This month, analyses of the report on the future of recertification authored by the independent Continuing Board Certification: Vision for the Future Commission are featured in peer-reviewed journals:
In a newly published editorial for Ophthalmology, American Board of Ophthalmology CEO George Bartley, MD, explores the ABO’s perspective on the Commission’s findings and recommendations. He discusses with optimism the opportunities for enhancing ophthalmology’s Maintenance of Certification (MOC) program based on the guidance of practicing ophthalmologists and the organization’s close collaborators, including the American Academy of Ophthalmology. In particular, Dr. Bartley highlights the ABO’s commitment to work with the small number of diplomates who struggle to meet the passing standard on the Quarterly Questions assessment program. The piece contains a side-by-side comparison of the Commission’s recommendations and the ABO’s past, current, and planned actions to improve its offerings for knowledge assessment and practice improvement.
In an accompanying commentary for Ophthalmology, AAO President George Williams, MD, and CEO David Parke, II, MD, note that “having a high-quality clinically relevant continuous professional self-regulation process is critical.” The co-authors espouse their support for “a process that results in a program valued by all stakeholders, particularly our patients and their ophthalmologists, and ultimately enhances the profession of ophthalmology for the betterment of society.”

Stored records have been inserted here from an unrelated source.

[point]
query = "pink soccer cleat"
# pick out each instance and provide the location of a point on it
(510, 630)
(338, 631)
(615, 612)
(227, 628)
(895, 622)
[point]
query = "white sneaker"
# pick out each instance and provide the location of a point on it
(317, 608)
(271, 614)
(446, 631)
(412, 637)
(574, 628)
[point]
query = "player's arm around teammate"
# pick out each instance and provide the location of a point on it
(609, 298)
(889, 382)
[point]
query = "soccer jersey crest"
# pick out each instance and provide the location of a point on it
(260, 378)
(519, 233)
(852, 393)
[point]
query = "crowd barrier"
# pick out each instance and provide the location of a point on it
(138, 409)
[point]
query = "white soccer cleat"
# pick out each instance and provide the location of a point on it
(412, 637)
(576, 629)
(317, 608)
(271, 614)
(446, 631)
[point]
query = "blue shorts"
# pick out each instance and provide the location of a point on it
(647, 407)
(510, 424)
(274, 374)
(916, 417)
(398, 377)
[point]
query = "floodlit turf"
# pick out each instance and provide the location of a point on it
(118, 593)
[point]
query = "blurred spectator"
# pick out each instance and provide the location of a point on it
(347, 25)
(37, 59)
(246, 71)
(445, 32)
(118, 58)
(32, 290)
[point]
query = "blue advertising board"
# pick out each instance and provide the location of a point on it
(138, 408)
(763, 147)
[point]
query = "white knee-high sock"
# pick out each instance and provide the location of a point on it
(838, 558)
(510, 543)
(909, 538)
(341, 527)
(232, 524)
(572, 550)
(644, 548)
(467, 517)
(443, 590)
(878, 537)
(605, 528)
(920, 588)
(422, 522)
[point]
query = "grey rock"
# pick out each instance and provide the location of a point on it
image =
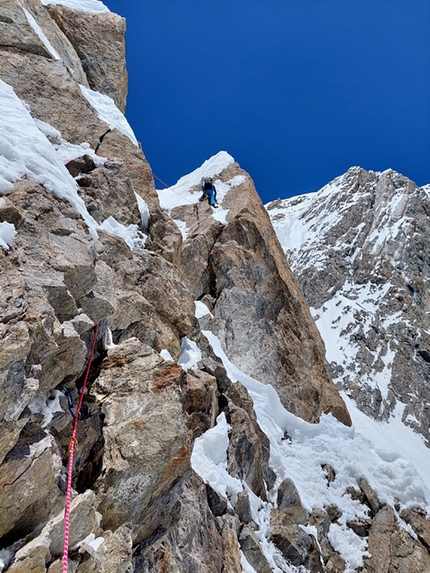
(289, 502)
(366, 256)
(252, 550)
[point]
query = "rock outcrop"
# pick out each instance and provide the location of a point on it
(100, 250)
(362, 266)
(259, 312)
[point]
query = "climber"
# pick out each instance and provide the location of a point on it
(209, 191)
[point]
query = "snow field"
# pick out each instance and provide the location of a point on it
(300, 457)
(26, 150)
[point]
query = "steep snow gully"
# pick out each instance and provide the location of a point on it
(187, 462)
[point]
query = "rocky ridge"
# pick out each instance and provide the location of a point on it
(359, 250)
(138, 504)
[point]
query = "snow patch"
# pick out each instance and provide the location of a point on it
(181, 194)
(350, 451)
(47, 406)
(108, 112)
(7, 234)
(131, 234)
(202, 309)
(144, 212)
(209, 460)
(24, 150)
(166, 355)
(40, 34)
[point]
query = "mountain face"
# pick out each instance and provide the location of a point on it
(359, 249)
(212, 437)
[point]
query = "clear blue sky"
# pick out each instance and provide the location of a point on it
(297, 91)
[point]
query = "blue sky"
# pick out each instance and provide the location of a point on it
(297, 91)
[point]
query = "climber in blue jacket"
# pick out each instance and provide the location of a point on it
(209, 191)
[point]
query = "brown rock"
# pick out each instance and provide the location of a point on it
(249, 277)
(392, 548)
(370, 496)
(289, 502)
(418, 520)
(296, 546)
(200, 402)
(57, 99)
(252, 550)
(147, 449)
(25, 480)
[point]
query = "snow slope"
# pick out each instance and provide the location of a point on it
(349, 451)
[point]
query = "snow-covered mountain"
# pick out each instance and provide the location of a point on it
(212, 437)
(360, 250)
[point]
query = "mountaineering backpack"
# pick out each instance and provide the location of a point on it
(206, 183)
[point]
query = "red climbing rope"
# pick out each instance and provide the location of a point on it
(72, 448)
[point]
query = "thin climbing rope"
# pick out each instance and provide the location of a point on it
(72, 445)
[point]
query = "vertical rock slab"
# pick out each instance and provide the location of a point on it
(147, 448)
(99, 42)
(260, 314)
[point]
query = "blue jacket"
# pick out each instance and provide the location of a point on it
(210, 194)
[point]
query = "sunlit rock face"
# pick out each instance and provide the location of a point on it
(259, 311)
(359, 249)
(176, 469)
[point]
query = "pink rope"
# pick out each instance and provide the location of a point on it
(72, 445)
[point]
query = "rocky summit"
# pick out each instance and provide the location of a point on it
(359, 248)
(211, 436)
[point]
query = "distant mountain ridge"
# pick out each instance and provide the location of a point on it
(359, 248)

Finally, in an opinion piece for JAMA, Vision Commission Co-Chairs Christopher Calenda, MD, MPH and William Scallion, PhD, along with ABMS President and CEO Richard Hawkins, MD, explain the basis for the recommendations in the report. In addition to specific steps designed to improve the certification experience, the authors call for a “reimagining” of the relationships between and amongst certification boards, specialty societies, and continuing medical education organizations in support of continuous physician learning and improvement.
The stakeholder-led Vision Commission, initiated by the American Board of Medical Specialties in early 2018, included practicing physicians, members of the public, representatives from healthcare organizations, specialty and state medical societies, and certifying boards. The Commission’s charge was to review the current state of MOC and make recommendations for improvement for all medical specialty certifying boards. Based on input from more than 36,000 individuals, whose feedback was collected via survey, oral and written testimonies, and other research, the Commission released a final report on February 12, 2019.